Claudetteia's story went viral this past weekend after the News-Star reported her decision to skip the prom over the tuxedo issue. The honor student's mother told the News-Star that Carroll High School Principal Patrick Taylor had rejected Claudetteia's request after faculty members threatened to pull out of chaperoning. " 'Girls wear dresses and boys wear tuxes, and that's the way it is,' " her mom quoted Taylor as saying.

Despite changing national views on gay rights, confrontations between LGBT students and faculty seem to crop up every year during homecoming and prom seasons. While 37 states have legalized marriage equality and 7 percent of millennials identify as lesbian, gay, bisexual or transgender, schools sometimes buck the national trend toward acceptance.

In 2009, a 17-year-old girl sued Indiana's Lebanon High School after administrators told her she couldn't wear a tuxedo to prom. A year later in Mississippi, the Itawamba County school district canceled the prom after a female student asked to wear a tuxedo and bring her girlfriend as a date. A judge ruled that although the school was allowed to cancel the event entirely, it had violated the girl’s First Amendment rights. In 2011, Proviso East High School in Chicago had to reverse its decision preventing a girl from wearing a tuxedo after the American Civil Liberties Union got involved.

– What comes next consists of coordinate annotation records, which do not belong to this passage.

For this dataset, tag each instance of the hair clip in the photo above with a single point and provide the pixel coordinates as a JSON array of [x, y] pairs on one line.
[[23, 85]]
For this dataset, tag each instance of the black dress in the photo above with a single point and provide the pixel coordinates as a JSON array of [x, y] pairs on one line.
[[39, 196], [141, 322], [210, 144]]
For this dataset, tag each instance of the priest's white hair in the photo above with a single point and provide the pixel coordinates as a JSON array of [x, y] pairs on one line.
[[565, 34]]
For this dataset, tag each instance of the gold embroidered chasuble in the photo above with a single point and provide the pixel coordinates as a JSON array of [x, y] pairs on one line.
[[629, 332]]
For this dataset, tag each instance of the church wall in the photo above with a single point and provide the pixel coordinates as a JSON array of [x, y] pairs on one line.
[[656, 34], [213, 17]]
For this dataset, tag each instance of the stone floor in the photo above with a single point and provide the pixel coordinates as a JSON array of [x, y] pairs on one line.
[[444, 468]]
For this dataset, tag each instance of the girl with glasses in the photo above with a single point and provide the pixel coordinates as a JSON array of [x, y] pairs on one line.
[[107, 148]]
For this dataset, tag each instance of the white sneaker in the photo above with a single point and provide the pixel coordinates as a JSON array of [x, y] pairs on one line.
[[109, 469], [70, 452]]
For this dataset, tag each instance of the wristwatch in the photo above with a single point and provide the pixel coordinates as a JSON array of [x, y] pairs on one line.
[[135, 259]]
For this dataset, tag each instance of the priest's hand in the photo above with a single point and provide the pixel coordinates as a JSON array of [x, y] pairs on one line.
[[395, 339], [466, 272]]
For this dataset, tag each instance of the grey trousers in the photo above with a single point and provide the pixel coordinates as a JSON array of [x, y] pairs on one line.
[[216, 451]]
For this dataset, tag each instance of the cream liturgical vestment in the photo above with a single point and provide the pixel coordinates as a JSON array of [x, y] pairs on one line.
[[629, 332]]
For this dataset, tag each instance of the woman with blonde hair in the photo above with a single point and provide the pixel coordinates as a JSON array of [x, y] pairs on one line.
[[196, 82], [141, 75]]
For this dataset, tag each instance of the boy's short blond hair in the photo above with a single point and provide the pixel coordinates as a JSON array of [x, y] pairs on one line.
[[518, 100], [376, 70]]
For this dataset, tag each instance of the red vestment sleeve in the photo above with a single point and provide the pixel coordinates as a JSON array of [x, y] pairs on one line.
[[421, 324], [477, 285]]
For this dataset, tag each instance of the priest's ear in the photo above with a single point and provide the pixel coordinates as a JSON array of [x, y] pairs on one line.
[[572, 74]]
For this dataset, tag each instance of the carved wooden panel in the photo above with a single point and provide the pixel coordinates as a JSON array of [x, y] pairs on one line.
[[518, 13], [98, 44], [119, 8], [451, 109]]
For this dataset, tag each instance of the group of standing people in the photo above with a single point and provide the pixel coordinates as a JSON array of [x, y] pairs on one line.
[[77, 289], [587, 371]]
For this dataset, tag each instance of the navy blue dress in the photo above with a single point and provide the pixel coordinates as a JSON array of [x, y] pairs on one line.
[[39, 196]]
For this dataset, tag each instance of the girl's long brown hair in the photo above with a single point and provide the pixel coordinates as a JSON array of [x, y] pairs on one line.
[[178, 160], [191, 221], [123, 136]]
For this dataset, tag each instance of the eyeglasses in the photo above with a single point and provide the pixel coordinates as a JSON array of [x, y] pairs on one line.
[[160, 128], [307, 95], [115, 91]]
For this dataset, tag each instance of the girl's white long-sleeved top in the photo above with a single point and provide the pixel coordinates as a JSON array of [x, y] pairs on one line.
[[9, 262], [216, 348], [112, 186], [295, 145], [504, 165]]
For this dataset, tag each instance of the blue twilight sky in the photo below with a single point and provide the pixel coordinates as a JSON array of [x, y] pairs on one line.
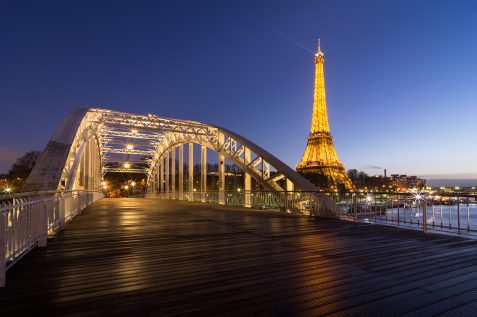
[[401, 76]]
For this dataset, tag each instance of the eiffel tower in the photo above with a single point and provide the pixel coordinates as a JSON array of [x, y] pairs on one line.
[[320, 163]]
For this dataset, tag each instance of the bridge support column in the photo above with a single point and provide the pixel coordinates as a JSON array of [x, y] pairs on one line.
[[203, 175], [290, 186], [181, 172], [220, 143], [168, 178], [247, 180], [161, 176], [173, 172], [221, 179], [191, 171]]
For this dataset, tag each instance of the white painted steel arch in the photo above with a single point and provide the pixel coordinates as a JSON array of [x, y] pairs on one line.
[[92, 142]]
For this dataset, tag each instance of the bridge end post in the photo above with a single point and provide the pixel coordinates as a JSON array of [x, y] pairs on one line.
[[61, 212], [43, 226], [203, 174], [181, 172]]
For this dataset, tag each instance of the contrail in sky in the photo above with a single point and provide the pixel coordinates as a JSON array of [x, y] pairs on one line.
[[294, 42]]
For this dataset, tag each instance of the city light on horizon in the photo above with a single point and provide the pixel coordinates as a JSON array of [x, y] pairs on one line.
[[394, 85]]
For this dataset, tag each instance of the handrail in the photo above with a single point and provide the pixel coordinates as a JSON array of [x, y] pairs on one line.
[[26, 220], [296, 202]]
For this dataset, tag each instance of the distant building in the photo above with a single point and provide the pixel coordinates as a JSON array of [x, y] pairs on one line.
[[404, 181]]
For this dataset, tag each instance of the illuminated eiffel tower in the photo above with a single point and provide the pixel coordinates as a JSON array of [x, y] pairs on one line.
[[320, 163]]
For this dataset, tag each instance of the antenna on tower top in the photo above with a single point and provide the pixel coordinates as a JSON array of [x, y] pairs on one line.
[[319, 48]]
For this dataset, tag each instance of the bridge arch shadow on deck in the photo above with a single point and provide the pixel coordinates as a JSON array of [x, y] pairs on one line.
[[157, 257]]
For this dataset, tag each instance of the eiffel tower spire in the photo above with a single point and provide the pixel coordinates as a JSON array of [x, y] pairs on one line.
[[320, 162]]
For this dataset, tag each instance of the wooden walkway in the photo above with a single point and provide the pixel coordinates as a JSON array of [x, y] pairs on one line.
[[146, 257]]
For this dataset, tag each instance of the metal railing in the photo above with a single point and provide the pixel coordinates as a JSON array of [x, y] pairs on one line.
[[296, 202], [26, 220], [444, 213]]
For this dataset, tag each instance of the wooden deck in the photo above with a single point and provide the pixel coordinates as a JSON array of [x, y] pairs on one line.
[[159, 258]]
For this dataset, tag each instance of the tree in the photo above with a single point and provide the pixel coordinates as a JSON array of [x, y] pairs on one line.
[[23, 166]]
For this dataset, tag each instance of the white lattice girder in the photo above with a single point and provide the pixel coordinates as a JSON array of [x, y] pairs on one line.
[[154, 136]]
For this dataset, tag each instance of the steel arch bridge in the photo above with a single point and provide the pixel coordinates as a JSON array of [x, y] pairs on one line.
[[92, 142]]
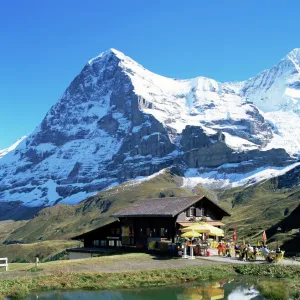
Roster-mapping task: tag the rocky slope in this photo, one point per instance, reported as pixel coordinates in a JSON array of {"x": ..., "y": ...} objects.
[
  {"x": 12, "y": 147},
  {"x": 118, "y": 121}
]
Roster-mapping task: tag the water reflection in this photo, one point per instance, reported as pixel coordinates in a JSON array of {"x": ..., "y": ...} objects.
[{"x": 230, "y": 290}]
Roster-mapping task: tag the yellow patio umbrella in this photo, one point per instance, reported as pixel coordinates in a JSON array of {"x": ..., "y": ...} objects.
[
  {"x": 215, "y": 231},
  {"x": 205, "y": 228},
  {"x": 199, "y": 227},
  {"x": 191, "y": 234}
]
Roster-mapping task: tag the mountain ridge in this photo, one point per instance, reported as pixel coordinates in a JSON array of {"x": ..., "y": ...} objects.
[{"x": 118, "y": 121}]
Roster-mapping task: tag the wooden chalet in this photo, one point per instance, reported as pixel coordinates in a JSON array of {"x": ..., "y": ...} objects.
[{"x": 146, "y": 220}]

These cases are distressing, said Kate Kendell, executive director of the National Center for Lesbian Rights in San Francisco. She said schools' knee-jerk decisions can indicate to students that who they are is objectionable, and that's a violation of the protective role administrators are supposed to play.

"I'm hoping for the spring season, some year in the not-too-distant future, where we will not have a story like this," Kendell said.

In Louisana, McFarland said he intended to take up the tuxedo ban with Monroe's superintendent, Brent Vidrine. If Vidrine fails to address the tuxedo ruling, McFarland will put it on the agenda for the upcoming April 16 school board meeting. Carroll High's prom is set for April 24. "We still have time to change this thing and make it right," McFarland said.

McFarland, a bishop at the Greater Free Gift Baptist Church in Monroe, said he put his religious beliefs aside to advocate for Claudetteia because it is his job as a school board member to ensure fair treatment for all students. “I’m not the pastor of the school board,” McFarland said, adding that he’d received only two negative emails about his support of Claudetteia. "We've got to do what's right, and what is right is to allow this young lady to wear whatever she so desires to her senior prom."

Shelling said she was concerned that Claudetteia and her family didn't approach the school board with the problem directly. Regardless, she said, there's no rule forbidding the senior from wearing a tuxedo -- just as there's no policy that prohibits males from wearing dresses. "We all realize that we do have gay and lesbian students in our school district," Shelling said. "What's the issue? As anywhere, we do not single students out because of their choice of who they want to be or who they are."

Taylor and Vidrine did not return requests for comment Monday. Louisiana is considering a religious freedom bill like the one recently passed in Indiana that allows businesses to refuse service to gay weddings.